Antitumoral action of the neurokinin-1-receptor antagonist L-733,060 and mitogenic action of substance P on human retinoblastoma cell lines.

PURPOSE: Activation of the neurokinin-1 receptor is known to induce proliferation in tumor cells, but it is as yet unknown whether this applies to retinoblastoma. This was an in vitro study of the growth inhibitory capacity of the potent and long-acting neurokinin-1 receptor antagonist L-733,060, at concentrations ranging from 7.5 to 20 microM, against the human retinoblastoma line WERI-Rb-1 and from 10 to 25 microM against the human retinoblastoma line Y-79. The ability of substance P (an neurokinin-1 stimulator) to activate the cell growth of these retinoblastoma cell lines was also determined. METHODS: A cell counter was used to determine the number of viable cells, followed by application of the tetrazolium compound WST-8 [2-(2-methoxy-4-nitrophenyl)-3-(4 nitrophenyl))-5-(2,4-disulfophenyl)-2H-tetrazolium, monosodium salt, colorimetric method to evaluate cell viability in this cytotoxicity assay. RESULTS: Nanomolar concentrations of substance P increased the growth of both cell lines and micromolar concentrations of L-733,060 inhibited the growth of the two cell lines studied, with and without previous administration of substance P. L-733,060 inhibited the growth of the WERI-Rb-1 and Y-79 cell lines in a dose-dependent manner.

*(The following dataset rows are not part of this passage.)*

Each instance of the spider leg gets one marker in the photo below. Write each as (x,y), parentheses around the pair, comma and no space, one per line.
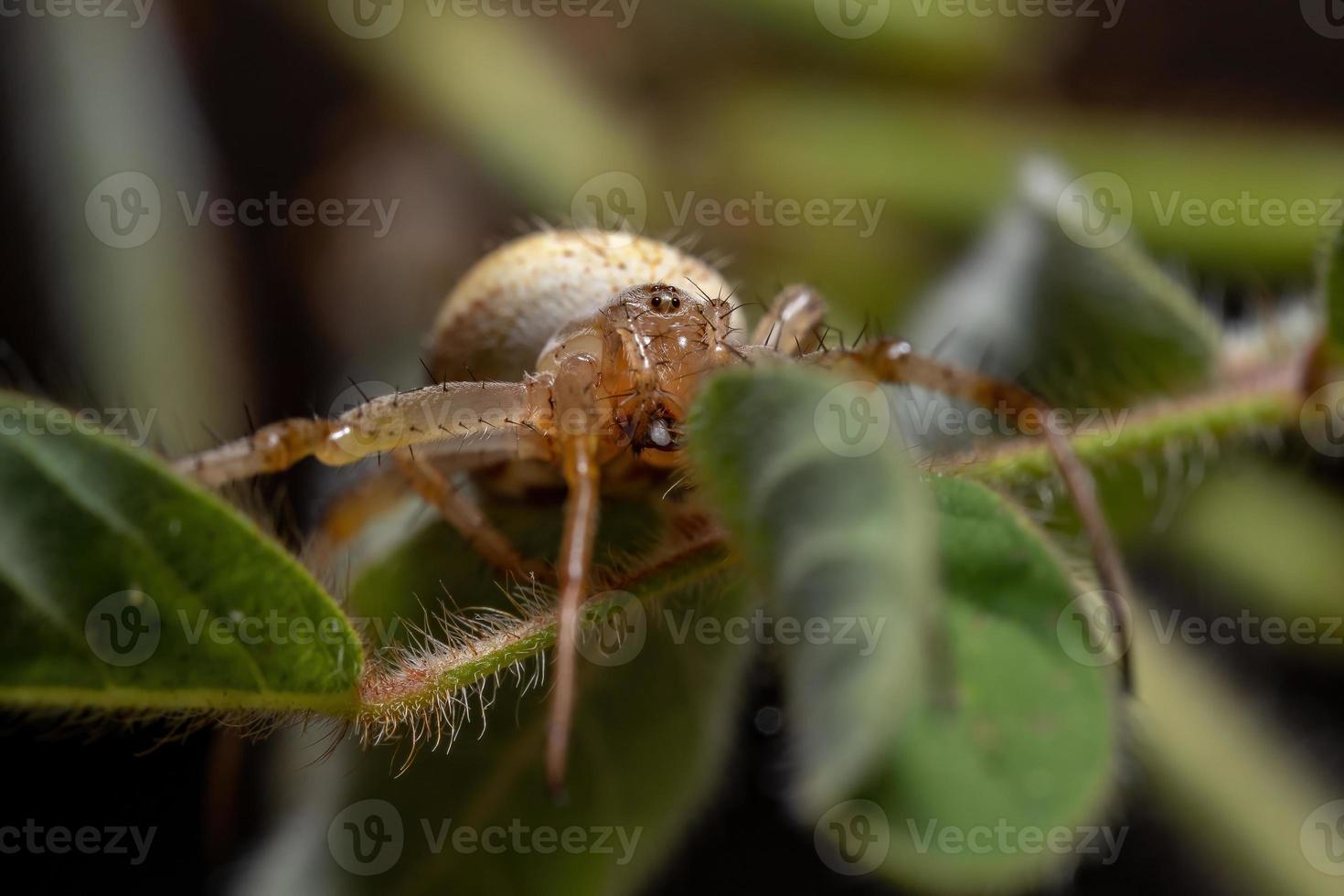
(448,411)
(788,326)
(578,450)
(894,361)
(463,513)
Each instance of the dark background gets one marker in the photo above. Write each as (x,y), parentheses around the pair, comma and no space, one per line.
(273,105)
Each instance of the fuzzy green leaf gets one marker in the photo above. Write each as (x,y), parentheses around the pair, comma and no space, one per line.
(1333,291)
(649,736)
(123,589)
(1011,727)
(1029,743)
(1070,306)
(837,544)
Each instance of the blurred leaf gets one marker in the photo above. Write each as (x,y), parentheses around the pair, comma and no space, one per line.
(923,39)
(1333,289)
(649,738)
(1031,741)
(1240,795)
(125,589)
(514,97)
(828,538)
(1272,534)
(951,165)
(119,280)
(1020,733)
(1147,461)
(1083,324)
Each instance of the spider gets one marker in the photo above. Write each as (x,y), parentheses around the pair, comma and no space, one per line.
(618,332)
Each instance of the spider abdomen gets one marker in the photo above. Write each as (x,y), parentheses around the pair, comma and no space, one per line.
(504,311)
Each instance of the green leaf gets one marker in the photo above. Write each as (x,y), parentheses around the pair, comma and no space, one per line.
(649,736)
(840,543)
(1333,294)
(1078,314)
(1280,561)
(1031,741)
(123,589)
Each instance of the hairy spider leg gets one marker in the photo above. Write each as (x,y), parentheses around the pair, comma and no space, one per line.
(578,450)
(448,411)
(791,324)
(463,513)
(894,361)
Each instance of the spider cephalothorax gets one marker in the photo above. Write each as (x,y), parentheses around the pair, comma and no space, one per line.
(623,331)
(651,346)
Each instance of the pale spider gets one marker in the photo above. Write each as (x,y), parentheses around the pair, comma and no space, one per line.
(620,332)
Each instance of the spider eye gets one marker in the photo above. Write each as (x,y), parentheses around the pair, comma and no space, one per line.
(660,434)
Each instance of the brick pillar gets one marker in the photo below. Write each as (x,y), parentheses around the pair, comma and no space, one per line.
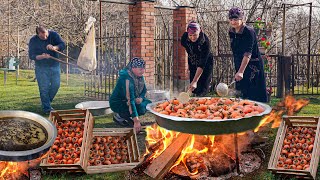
(181,17)
(141,20)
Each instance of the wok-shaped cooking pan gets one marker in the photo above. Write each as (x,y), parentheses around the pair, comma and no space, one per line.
(37,151)
(208,126)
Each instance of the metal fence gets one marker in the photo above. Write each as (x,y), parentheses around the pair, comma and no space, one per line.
(25,62)
(112,57)
(305,74)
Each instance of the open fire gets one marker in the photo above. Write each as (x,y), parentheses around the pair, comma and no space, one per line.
(204,155)
(17,170)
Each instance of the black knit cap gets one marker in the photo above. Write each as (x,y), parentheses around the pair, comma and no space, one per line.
(236,12)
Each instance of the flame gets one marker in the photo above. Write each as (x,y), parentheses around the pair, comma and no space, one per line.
(158,139)
(289,106)
(14,170)
(156,134)
(192,151)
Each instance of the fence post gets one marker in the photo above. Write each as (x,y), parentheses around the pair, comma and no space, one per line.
(142,24)
(283,76)
(287,73)
(181,17)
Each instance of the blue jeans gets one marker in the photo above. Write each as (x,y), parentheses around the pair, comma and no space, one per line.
(49,83)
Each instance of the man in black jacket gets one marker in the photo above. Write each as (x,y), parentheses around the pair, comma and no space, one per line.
(200,59)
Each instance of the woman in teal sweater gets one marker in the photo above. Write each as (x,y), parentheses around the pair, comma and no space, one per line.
(128,99)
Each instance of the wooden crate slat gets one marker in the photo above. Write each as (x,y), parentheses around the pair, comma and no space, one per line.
(296,121)
(316,152)
(98,169)
(273,159)
(109,134)
(112,167)
(135,146)
(130,152)
(124,130)
(68,111)
(55,117)
(73,119)
(78,115)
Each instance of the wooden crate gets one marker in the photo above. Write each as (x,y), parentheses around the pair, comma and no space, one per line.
(293,121)
(70,115)
(133,150)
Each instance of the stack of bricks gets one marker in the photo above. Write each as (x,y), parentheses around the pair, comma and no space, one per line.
(181,17)
(142,23)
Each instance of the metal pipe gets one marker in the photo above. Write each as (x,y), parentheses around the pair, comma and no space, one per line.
(236,151)
(283,29)
(309,45)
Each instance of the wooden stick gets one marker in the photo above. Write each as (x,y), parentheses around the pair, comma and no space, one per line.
(162,164)
(61,61)
(64,55)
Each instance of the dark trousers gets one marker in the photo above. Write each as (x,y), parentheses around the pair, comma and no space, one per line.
(49,83)
(141,109)
(203,85)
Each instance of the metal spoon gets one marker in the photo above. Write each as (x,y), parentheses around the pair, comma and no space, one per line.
(222,89)
(184,97)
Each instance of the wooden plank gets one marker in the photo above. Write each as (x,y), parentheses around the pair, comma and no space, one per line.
(272,160)
(78,115)
(286,119)
(162,164)
(105,168)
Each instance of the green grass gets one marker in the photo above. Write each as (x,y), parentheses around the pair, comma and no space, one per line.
(25,96)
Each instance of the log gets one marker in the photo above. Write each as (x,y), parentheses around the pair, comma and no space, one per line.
(162,164)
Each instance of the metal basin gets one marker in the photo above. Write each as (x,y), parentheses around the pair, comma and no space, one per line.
(97,108)
(208,126)
(33,153)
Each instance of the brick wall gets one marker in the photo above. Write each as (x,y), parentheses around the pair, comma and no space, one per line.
(181,17)
(141,20)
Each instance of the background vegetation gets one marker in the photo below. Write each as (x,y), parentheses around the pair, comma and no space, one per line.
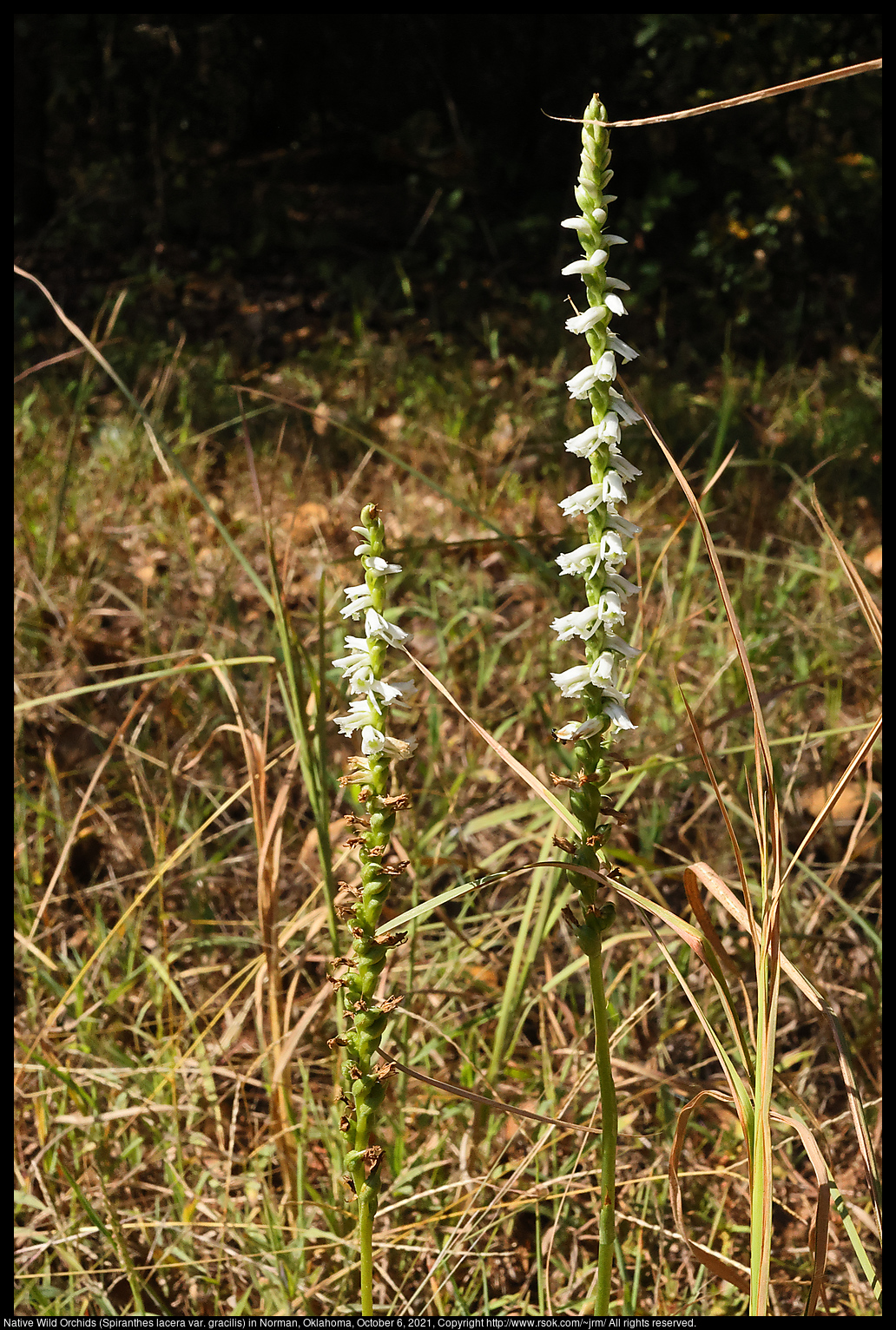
(167,160)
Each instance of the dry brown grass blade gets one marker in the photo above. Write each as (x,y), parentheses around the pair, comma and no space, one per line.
(269,835)
(867,744)
(765,769)
(722,1267)
(726,898)
(738,857)
(866,602)
(820,1225)
(763,95)
(502,752)
(462,1092)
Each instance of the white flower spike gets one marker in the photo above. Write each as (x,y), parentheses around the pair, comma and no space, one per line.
(603,552)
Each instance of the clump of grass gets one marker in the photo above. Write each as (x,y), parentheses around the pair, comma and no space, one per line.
(150,1168)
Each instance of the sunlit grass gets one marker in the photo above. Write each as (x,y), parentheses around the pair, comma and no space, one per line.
(148,1177)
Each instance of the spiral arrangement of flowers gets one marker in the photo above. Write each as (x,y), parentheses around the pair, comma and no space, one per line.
(371,700)
(600,560)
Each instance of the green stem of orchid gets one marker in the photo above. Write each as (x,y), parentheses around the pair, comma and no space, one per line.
(609,1123)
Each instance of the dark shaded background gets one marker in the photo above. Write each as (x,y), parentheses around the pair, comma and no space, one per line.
(249,173)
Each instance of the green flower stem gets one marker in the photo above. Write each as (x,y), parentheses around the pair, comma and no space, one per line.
(598,562)
(363,1085)
(609,1132)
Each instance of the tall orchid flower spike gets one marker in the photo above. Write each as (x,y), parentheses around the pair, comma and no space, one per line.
(597,562)
(363,1082)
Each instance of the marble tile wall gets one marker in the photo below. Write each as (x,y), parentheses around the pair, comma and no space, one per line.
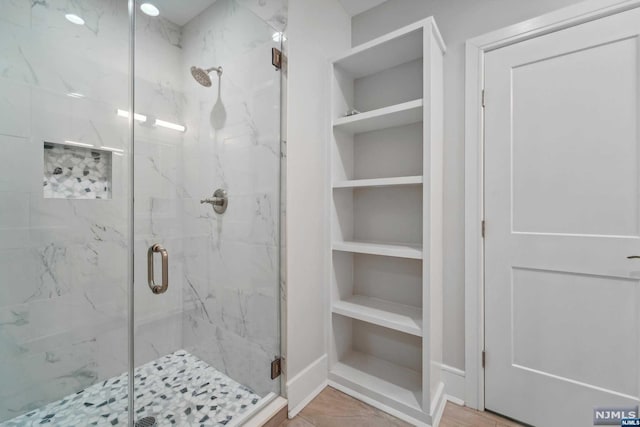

IC50 was 12.15 microM for 49 hours for WERI-Rb1 and 17.38 microM for 40 hours for Y-79. CONCLUSIONS: The findings demonstrate that substance P is a mitogen and also indicate that the neurokinin-1 receptor antagonist L-733,060 acts on both human retinoblastoma cell lines as an antitumoral agent.[1]

References

  1. Antitumoral action of the neurokinin-1-receptor antagonist L-733,060 and mitogenic action of substance P on human retinoblastoma cell lines. Muñoz, M., Rosso, M., Pérez, A., Coveñas, R., Rosso, R., Zamarriego, C., Soult, J.A., Montero, I. Invest. Ophthalmol. Vis. Sci. (2005) [Pubmed]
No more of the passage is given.